Notes Of Caution For Californians Celebrating The Economic Benefits Of Climate Change Laws

One of the keys to passing SB 32 (Pavley), the landmark 2030 climate change legislation the legislature approved this year, is that the California economy has thrived since AB 32 (Nunez) passed in 2006.  As many climate advocates have noted, despite lowering emissions on a per capita and aggregate level for over a decade, California’s economy is growing at one of the fastest clips in the nation.

All of this economic activity happened despite numerous regulatory and statutory programs to rein in carbon emissions, including cap-and-trade, renewable energy mandates, energy efficiency standards, and the low-carbon fuel standard.  And the state is on pace to meet the AB 32 2020 goals, which requires a return to 1990 levels of emissions (about a 15% reduction from business as usual).
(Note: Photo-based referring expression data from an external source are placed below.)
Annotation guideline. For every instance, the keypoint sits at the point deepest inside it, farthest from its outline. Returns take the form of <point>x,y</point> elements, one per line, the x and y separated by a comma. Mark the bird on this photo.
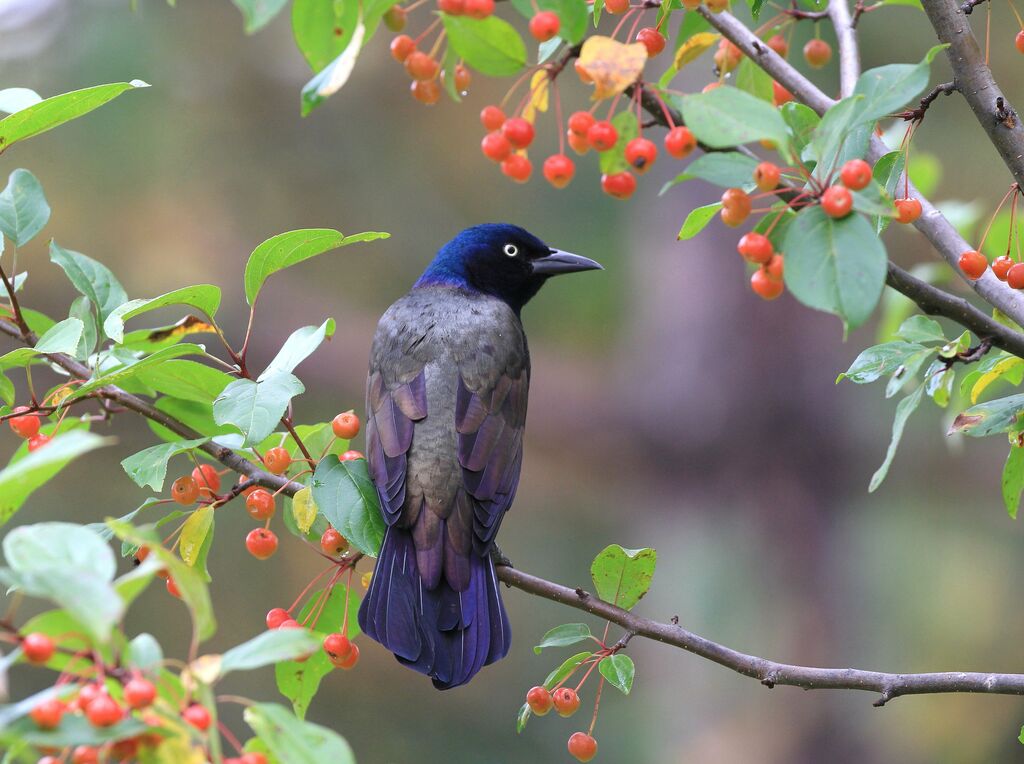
<point>446,396</point>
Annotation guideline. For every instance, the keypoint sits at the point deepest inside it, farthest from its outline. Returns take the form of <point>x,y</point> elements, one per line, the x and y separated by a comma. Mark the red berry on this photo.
<point>1015,278</point>
<point>558,170</point>
<point>565,701</point>
<point>679,142</point>
<point>581,122</point>
<point>197,716</point>
<point>337,646</point>
<point>582,747</point>
<point>856,174</point>
<point>401,47</point>
<point>1000,266</point>
<point>756,248</point>
<point>47,714</point>
<point>276,617</point>
<point>544,26</point>
<point>261,543</point>
<point>496,146</point>
<point>518,168</point>
<point>184,491</point>
<point>602,135</point>
<point>278,460</point>
<point>139,692</point>
<point>421,66</point>
<point>817,52</point>
<point>974,264</point>
<point>780,95</point>
<point>766,175</point>
<point>492,118</point>
<point>619,184</point>
<point>259,504</point>
<point>348,661</point>
<point>103,712</point>
<point>907,210</point>
<point>765,286</point>
<point>172,588</point>
<point>652,40</point>
<point>25,426</point>
<point>540,701</point>
<point>518,131</point>
<point>479,8</point>
<point>736,206</point>
<point>837,201</point>
<point>640,154</point>
<point>778,44</point>
<point>207,478</point>
<point>37,648</point>
<point>394,18</point>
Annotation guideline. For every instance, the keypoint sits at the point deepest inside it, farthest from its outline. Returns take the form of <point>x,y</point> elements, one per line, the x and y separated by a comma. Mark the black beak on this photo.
<point>563,262</point>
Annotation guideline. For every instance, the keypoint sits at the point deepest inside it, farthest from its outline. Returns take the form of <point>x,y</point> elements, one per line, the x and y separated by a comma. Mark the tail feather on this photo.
<point>445,634</point>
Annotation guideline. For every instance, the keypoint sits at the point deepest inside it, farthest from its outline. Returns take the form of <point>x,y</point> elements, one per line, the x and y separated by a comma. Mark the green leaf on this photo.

In short, this progress has deflated the typical conservative objections to environmental regulations, that they will be economy crushers and job killers.  Here’s a summary of the good news, as Debra Kahn reports in ClimateWire (pay-walled):

Meanwhile, California’s economy since 2006 has jumped from the eighth- to the sixth-largest in the world. Yet the amount of greenhouse gas emissions it produces per person, as well as per dollar of gross domestic product, have fallen. Since 2001, state agencies have reported, its carbon emissions per unit of GDP have fallen 28 percent. Last year, the state was home to 68 percent of all clean technology investment nationwide and led in clean-tech patent registrations, as well, according to environmental advocacy group Next 10. And from 2007 to 2015, California outstripped the United States as a whole in job growth and personal income, according to an analysis released in June by Chapman University.

But the celebration shouldn’t get too loud, at least not yet.  It’s clear that the state has benefited from some unusual trends that has made it both easier to meet the emissions goals and to grow the economy in a carbon-lite way.  First, the economic recession in 2009 put a significant damper on emissions with a slower economy:

“California had a pretty soft economy for many years after its goal was set,” said Severin Borenstein, an economics professor at UC Berkeley and a member of a committee that the California Air Resources Board (ARB) set up in 2012-13 to advise it on the design of its cap-and-trade market. “Although it’s heating up now, we will easily make the 2020 goal, and that will in large part be due to the weak economy for many years.”

Second, the state’s economy has grown in emission-lite industries:

Since 2009, California has lost 1 percent of its manufacturing jobs, compared to 3.7 percent growth in the United States as a whole. During the same period, California’s information services sector grew 10.9 percent, compared to a 1.4 percent decline nationwide, according to Chapman’s June analysis.

We’ve essentially pushed many energy-intensive industries out of state, while benefiting from a boom in services industry like tech, which has made it much easier to meet these carbon-reduction goals.

To be sure, I would also credit the thoughtful, measured approach of many of California’s climate programs and regulations.  And of course we have to credit the innovation in the private sector, bringing down the costs of solar PV and batteries and scaling up electric vehicles and low-carbon biofuels, among others.

But as we head into a post-SB 32 world of 40 percent reductions by 2030, the state may not be so lucky with these larger economic trends going forward.  It doesn’t mean we should change the approach, but it means we should be honest about what it takes to decarbonize an entire economy and do everything we can to continue bringing down the costs of the technologies that will help us achieve those goals.

Part of the point of AB 32 was to begin the process of “bending the curve” on emissions and clean tech costs.  We’re seeing that happen.  But to continue on this path through 2030 without costing the economy significantly (and thereby undermining public support), we’ll need further price declines and massive gains in energy efficiency.  It’s all doable, but it still remains an open question as to how much and how soon.

Until then, we may need to inject some notes of caution into an otherwise positive picture, so far.